Damn..why did I ever get rid of my turtles


----------



## johndeere (Jul 21, 2004)

Aggressive said:


> mine does this...


 Don't you guys know anything? Its turtle yoga! Turtle Yoga is an ancient turtle practice, dating back to 2500 BCE, possibly even earlier. It is a scientific system designed to bring the practitioners health, happiness, and a greater sense of Self. In Turtle Yoga, the body, shell and mind are linked to create a state of internal peacefulness and integration, bringing the individual turtle from a state of separation to a self-unity that is flexible(except for the shell), accepting and whole. At the practical level, and included in the contemporary definitions of Turtle Yoga, are the actual physiological/mental techniques themselves. These techniques concentrate on posture and alignment, as well as creating a higher consciousness.
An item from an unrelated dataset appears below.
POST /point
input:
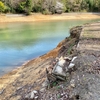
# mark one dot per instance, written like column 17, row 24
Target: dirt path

Turtle Yoga utilizes stretching postures, breathing, and meditation techniques to calm the emotional state and the mind, tone the body and harden the shell.


----------



## insomnia (Apr 7, 2004)

the turtle is basking


----------



## rchan11 (May 6, 2004)

One funny turtle you got there.


----------



## NEWBIE4NOW (Jan 2, 2004)

thats exazctly what mines does..lmao its hallrious in person


----------



## renderstream (Apr 10, 2004)

that is normal for turtles when they bask


----------